U of S | Mailing List Archive | alt-photo-process-l | Re: Eliminating CaCO3 in buffer in "achival" watercolor papers

Re: Eliminating CaCO3 in buffer in "achival" watercolor papers



Ryuji,

Acetic acid is rather a poor choice to dissolve calcium
carbonate, despite the high solubility of calcium acetate.
This is because carbonate is still present in the solution and
the dissolution is partly a competition between acetate adn
carbonate. The question is which one binds calcium to make a
more stable form at the given condition. In other words,
acetic acid may break down calcium carbonate momentarily, but
then the free calcium ion is abundantly available to react
with something else, such as carbonate. This is because
calcium acetate is not very stable in water. On the other
hand, if you used EDTA, Ca-EDTA complex is so stable that you
won't see many free calcium ions in the bath and the removed
calcium is unavailable to react with carbonate or other things
that may be present in the bath.

In order to dissolve calcium carbonate effectively, you will
need a chelating agent with a high stability constant with
calcium.
Do chelating agents actually promote dissolution of solid CaCO3 to the point it could be considered "fast" (i.e., fast enough to remove substantially all of the CaCO3 from buffered paper in several minutes)? The sequestration would reduce the free CA2+ ion concentration in the bath, thereby presumably encouraging more CaCO3 to dissociate -- but the solubility of CaCO3 is so low that I would not expect this to be a very rapid process in neutral to alkaline solutions at room temperature, even with the help of a chelator removing the free Ca2+ ions.

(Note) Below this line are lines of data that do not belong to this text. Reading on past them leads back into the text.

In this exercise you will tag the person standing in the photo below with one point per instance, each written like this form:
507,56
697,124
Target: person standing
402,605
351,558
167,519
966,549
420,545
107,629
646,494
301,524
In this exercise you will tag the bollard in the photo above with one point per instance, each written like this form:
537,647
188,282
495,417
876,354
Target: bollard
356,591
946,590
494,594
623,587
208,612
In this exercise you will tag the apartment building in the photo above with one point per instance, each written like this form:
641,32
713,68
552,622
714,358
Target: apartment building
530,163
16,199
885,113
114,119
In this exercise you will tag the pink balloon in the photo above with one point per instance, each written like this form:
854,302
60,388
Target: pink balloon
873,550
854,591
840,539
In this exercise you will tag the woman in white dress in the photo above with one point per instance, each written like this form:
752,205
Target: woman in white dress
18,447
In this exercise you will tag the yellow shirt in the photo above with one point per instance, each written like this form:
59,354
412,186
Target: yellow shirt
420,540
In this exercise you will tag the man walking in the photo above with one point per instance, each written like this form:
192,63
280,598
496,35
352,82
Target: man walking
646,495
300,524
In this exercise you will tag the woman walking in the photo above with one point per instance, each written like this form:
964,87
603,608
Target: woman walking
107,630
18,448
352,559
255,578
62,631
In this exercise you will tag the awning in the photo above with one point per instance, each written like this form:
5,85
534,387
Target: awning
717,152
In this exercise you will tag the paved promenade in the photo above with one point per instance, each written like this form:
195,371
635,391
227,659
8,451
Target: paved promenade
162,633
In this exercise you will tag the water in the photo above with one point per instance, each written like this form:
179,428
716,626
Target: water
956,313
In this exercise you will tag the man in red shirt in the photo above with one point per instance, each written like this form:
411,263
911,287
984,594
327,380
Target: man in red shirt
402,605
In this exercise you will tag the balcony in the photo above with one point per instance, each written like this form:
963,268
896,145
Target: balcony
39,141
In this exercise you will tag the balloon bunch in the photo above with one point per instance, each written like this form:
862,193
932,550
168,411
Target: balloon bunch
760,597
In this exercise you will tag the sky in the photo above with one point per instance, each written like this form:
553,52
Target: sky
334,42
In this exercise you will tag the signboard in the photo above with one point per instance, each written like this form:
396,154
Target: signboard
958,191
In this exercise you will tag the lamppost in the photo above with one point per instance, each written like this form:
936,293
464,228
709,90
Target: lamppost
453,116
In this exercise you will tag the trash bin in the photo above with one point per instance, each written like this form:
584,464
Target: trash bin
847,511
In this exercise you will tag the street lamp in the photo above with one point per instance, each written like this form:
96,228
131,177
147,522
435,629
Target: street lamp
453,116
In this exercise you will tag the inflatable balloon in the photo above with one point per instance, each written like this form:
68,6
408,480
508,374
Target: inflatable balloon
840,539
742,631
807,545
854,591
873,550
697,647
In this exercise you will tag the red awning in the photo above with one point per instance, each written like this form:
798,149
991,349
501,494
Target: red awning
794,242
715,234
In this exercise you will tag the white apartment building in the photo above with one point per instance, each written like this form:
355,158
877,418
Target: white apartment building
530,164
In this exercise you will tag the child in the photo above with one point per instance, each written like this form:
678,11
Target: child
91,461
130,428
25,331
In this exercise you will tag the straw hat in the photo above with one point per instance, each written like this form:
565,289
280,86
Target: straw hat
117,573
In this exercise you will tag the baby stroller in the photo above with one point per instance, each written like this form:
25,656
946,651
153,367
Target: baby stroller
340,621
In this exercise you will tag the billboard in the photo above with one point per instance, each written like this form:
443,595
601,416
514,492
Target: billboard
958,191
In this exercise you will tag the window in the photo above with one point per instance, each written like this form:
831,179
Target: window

I guess a simple way to phrase this is, would chelators in a neutral to alkaline solution de-scale a kettle more or less as quickly as the relatively weak acetic, citric, or phosphoric acid solutions comonly used for this purpose?

If not, would acetic acid + an appropriate chelator work faster? (The acid to dissociate the CaCO3, the chelator to sequester the Ca2+.)

I seem to recall that the solubility of CaCO3 is strongly dependent on the concentration of dissolved CO2. Perhaps salt-free club soda plus a chelator would work (assuming the chelator doesn't cause all of the CO2 to outgas)?

Just curious about chelation chemistry -- HCl works beautifully for my purposes.